6 thoughts on “Going Public – Pitch Paragraph Review”

  1. Gerry, you have a fantastic start here! Certainly keep this to craft your one-page synopsis. Here, I recommend cutting this down by about a third. I think you can easily cut after the third sentence, beginning “With no political…”. That sentence has some redundancy with the first, but also includes some better details about Greg’s goals. Perhaps you can take some of the best of that and weave it into the shortened version.
    May I suggest a rough idea for general construction:
    [some word that defines Greg’s character before he is “out-of-character”; like “traditional” or “buttoned-up” or “straight-shooter”] SOC Greg gets demoted by Rosie [who is this and has done that during the rise of The Movement etc.]. [Then, “With no political…” can be tightened and become your last sentence.]

  2. Jeff: now that makes for some colorful flapcopy! Details, voice, characters, direction, location, style, all coming through. There’s also an energy to it that suggests the reader will get to feel what it’s like to be there. Nice! My one thought is sentence #2 describes “place” in several different ways (vibrant, sleepy, tourist). Maybe that can be honed some, since you describe “place” again in the last sentence. (Also “wild” appears twice.)

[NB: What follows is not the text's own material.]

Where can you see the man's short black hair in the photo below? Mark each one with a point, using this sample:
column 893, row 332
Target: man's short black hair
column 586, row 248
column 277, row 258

  3. Deborah, nice story arc coming through, really good details that paint a picture suggestive of tone, voice, place, time. This also looks to be a very rich character story with all the heartbreaking setbacks. Evocative and engaging.

    A couple editorial suggestions: take a look at the verb tenses for continuity. It’s mostly present tense, which I think is strongest.
    Is there a way you might combine the first two sentences? (The second also has a dangling modifier.) Perhaps you can turn the passive “she was catapulted…” into a more active construction: Annie [is dreaming this] when [he does this to her]…

    Also, I think the ending, when in California she forms relationships and embraces who “she has become” suggests the final outcome, versus her process. For example, by focusing on her process, that she embraces what it means to become strong and independent, suggests more of what we’ll be reading as the adventure of the story, and being able to imagine the outcome (without having to spell it out entirely).

    Really nicely done!

  4. Girls and boys, this is good stuff! I’m learning lots and lots about writing my book. Only one caveat, the book is changing from what I thought it would be. Oh, well! Thanks again, and onward, upward! I can not make the Thursday meet, but will see you on Saturday.
    Gerry

  5. Love these, can’t wait to see how these stories develop. we have a great collection here! thanks for the great feedback Moni, you’re a super-star…

  6. Hey Bill! This is really wonderful. I see a rich landscape and deep philosophical exploration in a ghost story that feels new and fresh. I didn’t quite understand the reference for “their initial hostility” Hayes and Isamu? or Hayes and Isamu + others? If the latter, perhaps one way to clarify is to cut the “nor” clause altogether, as the next sentence may imply that hostility. I’m also curious about “reconcile estrangement with responsibility”: is Hayes the one who is estranged? Or is this in reference to Isamu? I wonder if the “responsibility” is a reference to the world Hayes is facing when he’s not around the ghosts. His “real-world” problems, so to speak. If so, maybe there is another element to think of highlighting as part of his conflict here. For example, does he face a legal or political or environmental decision as the heir to this mine? I like “trail through the thickets of identity and anger.”